What a great book to start off this new year!  Our identity in Christ is the foundation of who we are, and "our identity determines our activity" (p. 39).  So I better know who I am if I want my activity to truly reflect my identity.

This book is actually a study in Ephesians as each of the 16 chapters starts with a passage from Ephesians and then expounds on the truth in reference to who are as believers in Christ.  I was envisioning a 16 part sermon series as I read this book.  Each chapter starts with the passage, provides a real-life example, and then delves into the Biblical truth.  The author is really straightforward in his delivery, even though the content can be quite deep.

I did like how this book challenged me to work on forgiveness and loving others as Christ loved me.  As with any teaching, I am always driven to seek God's Word myself and listen to Him as He teaches me.  This book is just a tool to be more proactive about studying God's truth.

Thomas Nelson provided me a free copy of this book in exchange for my review which I freely give.

Monday, January 7, 2013

The Breath of Dawn

It is not often that after reading a 400+ page book, I wish the book was longer.  This was such a well written and enjoyable story, I did not want it to end.

In this book, Quinn Reilly is trying to live independently after having to leave her family, her home, and her past.  Morgan Spencer is a widow who has spent the last 2 years of his life raising his daughter, writing books, and avoiding grief.  As their paths cross, both Morgan and Quinn learn to heal, to trust, and to love again.

I recognized some of the characters in this latest book by Kristin Heitzman as this is the third book in the Rush of Wings series.  However, each book is great as a stand alone novel and the books do not need to be read in order. 

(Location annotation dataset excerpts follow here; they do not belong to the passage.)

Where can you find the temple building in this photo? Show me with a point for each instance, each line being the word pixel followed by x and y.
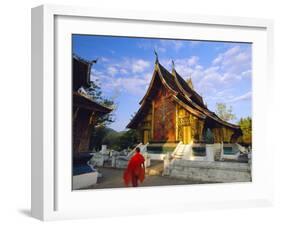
pixel 172 111
pixel 85 109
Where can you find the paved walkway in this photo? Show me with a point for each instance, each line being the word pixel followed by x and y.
pixel 113 178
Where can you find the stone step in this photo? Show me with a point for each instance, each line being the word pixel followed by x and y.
pixel 156 168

I was thrilled that Bethany House, a division of Baker Publishing Group, sent me this novel to review. I am not obligated to provide a positive review but will give praise where praise is due.

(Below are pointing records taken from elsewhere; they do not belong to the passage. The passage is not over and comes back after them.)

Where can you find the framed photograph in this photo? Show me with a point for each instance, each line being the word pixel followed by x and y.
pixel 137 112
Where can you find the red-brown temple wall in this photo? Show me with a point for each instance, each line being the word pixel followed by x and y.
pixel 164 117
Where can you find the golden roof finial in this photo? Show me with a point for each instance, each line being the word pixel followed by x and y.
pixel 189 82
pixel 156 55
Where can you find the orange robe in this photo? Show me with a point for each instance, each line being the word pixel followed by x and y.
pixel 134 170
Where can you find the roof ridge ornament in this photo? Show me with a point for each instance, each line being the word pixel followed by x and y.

Wednesday, January 2, 2013

Betrayal

In this second book of the "Where the Heart Lives" series, Hugh Brennan is trying to live the redeemed life and leave his sinful past behind.  He stumbles upon a widow, Julie Grace, who is in need of help around the farm.  She, too, is trying to live the redeemed life, but  neither of them open up about there struggles.  It will take time and testing before they both realize the love they share.

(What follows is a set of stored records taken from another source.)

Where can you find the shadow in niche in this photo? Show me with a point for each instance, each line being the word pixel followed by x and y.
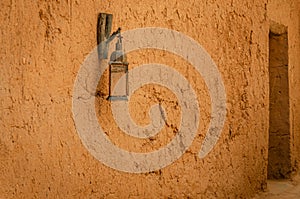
pixel 279 158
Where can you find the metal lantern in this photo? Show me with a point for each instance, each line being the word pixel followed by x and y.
pixel 118 73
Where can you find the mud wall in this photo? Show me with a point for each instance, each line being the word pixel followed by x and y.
pixel 43 44
pixel 286 13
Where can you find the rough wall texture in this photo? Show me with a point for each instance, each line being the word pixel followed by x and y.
pixel 43 44
pixel 279 161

Much like the first book in this series, the main character did not have an easy childhood.  Hugh wants to be a better man, but life is not easy.  He struggles and works hard to be the man he wants to be.

I liked this book as much as the first.  It may be predictable, but it is enjoyable enough.  I did feel like the ending was rushed only because the middle of the book was slow.  It could have been 50 pages longer, but I am glad the author did not do that.

Zondervan provided me a free copy of this book in exchange for my review which I freely give.

Belonging


Felicia did not have an easy childhood and has worked hard to make something of herself.  When she moves to Idaho, she intends to leave the past behind and become an independent woman.  She is not looking to fall in love, yet somehow love finds her.

This first book in the "Where the Heart Lives" series is charming.  The book opens with a mother dying and three siblings left as orphans.  This first book is about the middle child.  Presumably, upcoming books with be about the other two.  I will gladly read all the books in the series as the story line is enjoyable, predictable, but still enjoyable.

Zondervan provided me a free copy of this book in exchange for my review which I freely give.